Enemy
Years ago and for years he was bullied, tortured, beaten, scorned, and emotionally and physically and sexually abused.
But forget that. He meets his enemy again today. Three days straight his enemy has come to his front door and knocked, knocked, knocked. Once he knocked on the side of the house, another time he knocked on the kitchen window, and then, finally, the front door while the dogs tried to kill him with barking.
On the fourth day, he went outside and motioned the enemy onto the porch. He told his abuser why he didn’t want to see him, why he wouldn’t answer the door, why, even now, this second, he could barely stand speaking to him. So that’s why I want you to leave, he said. The enemy executed a perfect open hand palm strike, connecting exactly where his hand met his wrist.
In this way, nothing changed. Nothing improved. It had all stayed the same. His family gathered him up from the porch and comforted him inside and onto the couch.
Opening his eyes, he wished he’d never seen the enemy. If he had never waved the enemy onto the porch, he wouldn’t be swaying to get up while his wife held him by the elbow, a feeble half-man, a wooden cowboy busted apart. Years ago and for years there were plans for revenge. There never will be.
The Way She Escaped
Alto clouds
left welts in the sky while
the woman sprinted through the yard.
She heard it clearly,
the sky breaking apart, hemorrhaging.
Adrenaline hammered until finally there was rain.

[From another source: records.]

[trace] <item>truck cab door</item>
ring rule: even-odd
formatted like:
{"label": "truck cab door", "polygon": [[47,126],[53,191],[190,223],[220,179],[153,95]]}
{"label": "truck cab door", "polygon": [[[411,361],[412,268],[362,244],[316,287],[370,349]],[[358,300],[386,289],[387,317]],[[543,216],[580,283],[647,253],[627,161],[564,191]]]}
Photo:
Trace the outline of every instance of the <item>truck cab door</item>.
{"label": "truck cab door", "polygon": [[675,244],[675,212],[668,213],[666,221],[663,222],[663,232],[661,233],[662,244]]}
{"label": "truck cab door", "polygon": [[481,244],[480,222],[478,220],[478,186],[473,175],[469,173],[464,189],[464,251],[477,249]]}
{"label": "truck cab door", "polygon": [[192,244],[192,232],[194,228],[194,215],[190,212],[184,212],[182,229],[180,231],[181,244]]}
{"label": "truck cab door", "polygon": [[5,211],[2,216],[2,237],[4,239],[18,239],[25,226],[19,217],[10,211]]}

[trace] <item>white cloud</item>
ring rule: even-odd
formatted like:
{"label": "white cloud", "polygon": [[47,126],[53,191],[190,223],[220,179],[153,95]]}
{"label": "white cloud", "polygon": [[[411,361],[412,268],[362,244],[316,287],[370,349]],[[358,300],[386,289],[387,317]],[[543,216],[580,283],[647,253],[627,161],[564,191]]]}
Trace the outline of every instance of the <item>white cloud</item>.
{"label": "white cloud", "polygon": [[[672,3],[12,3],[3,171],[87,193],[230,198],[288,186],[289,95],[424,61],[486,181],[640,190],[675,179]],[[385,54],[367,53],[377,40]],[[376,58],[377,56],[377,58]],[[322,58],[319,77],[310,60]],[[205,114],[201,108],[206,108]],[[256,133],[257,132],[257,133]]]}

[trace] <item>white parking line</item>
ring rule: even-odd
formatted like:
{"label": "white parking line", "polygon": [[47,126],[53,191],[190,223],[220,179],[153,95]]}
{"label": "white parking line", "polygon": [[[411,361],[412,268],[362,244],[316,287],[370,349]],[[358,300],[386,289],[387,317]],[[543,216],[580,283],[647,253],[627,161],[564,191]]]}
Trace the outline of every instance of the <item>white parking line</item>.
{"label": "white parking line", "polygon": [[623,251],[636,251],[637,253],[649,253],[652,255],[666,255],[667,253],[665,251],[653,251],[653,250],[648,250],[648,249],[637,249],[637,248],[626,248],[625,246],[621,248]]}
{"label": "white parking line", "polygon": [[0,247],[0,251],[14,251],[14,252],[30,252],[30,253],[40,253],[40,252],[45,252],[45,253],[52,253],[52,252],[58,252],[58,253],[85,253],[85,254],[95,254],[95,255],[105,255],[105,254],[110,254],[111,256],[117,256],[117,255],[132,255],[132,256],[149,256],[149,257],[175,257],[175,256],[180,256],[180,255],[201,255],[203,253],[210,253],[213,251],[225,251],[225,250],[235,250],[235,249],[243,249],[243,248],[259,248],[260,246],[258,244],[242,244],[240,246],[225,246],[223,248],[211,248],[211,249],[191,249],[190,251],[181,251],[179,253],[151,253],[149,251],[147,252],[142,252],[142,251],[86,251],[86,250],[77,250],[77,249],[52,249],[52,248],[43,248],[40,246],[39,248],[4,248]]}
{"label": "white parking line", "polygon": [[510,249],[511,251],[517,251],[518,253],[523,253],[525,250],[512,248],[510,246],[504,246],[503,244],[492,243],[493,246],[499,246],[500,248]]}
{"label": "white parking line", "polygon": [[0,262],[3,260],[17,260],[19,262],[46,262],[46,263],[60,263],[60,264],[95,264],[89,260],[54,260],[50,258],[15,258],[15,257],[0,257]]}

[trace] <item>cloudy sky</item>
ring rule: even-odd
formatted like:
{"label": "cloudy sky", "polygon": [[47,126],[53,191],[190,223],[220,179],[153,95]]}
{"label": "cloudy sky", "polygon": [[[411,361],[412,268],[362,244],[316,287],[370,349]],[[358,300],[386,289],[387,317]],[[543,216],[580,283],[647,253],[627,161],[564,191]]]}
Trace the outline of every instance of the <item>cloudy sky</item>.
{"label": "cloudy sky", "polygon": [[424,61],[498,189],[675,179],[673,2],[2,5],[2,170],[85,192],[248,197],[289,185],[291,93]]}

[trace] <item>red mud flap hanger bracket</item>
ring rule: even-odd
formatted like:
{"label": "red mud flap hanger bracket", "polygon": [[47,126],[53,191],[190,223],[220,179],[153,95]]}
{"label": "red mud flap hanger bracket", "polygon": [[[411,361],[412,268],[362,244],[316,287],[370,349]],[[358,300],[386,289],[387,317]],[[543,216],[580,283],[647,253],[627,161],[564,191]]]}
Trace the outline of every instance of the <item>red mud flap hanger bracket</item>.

She pulled in a long swell of air
and imagined floating in a headwind
for miles and miles as the crow flies.
Grass blades cut
howling mouths across her ankles.
After a Period of Heavy Rains and Thaw
They all knew of him at least, but none would say they knew him. Coming to the funeral the night after was expected, even if you only ever saw him driving early in the morning, driving too fast and too loose. It was so obvious he was driving too fast and too loose. That fork of the river was a brown, powerful gush. There were twenty-seven funerals in all. The driver and the children. And one for all of them at the high school. For several days leading up to the morning when the bus hit a tow truck and slid down the embankment, heavy rains and a fast thawing of snow developed flood-stage waters. A young man with the radio station stood for hours on the bank of the river. Later he bought the station and became CEO of a hospital. He will talk about the bus accident a lot, mention how he was there on the bank radioing details live to broadcast. The tow truck driver didn’t attend any of the funerals. He talked about the bus accident a lot, saying sorry so sorry to anybody who would listen. He gave Howard Tillman his tow truck and then jumped off the Weston Bridge. For several days leading up to his suicide, the families barely tried to keep from saying it should be you. They came at him overflowing from sediment to high water mark.
A Bad Wreck
Even the memory of the accident was likely planted, a mental health counselor told me later. It was a bad wreck. Cue the sustained massive head injuries. I met a kind woman with dark eyes and a lonesome smile. She always said she knew my past in her heart. Not remembering my life before her and the children mattered less and less over the years. The word planted, the confusing word planted, wedged its way into my room of ghosts. And then it began.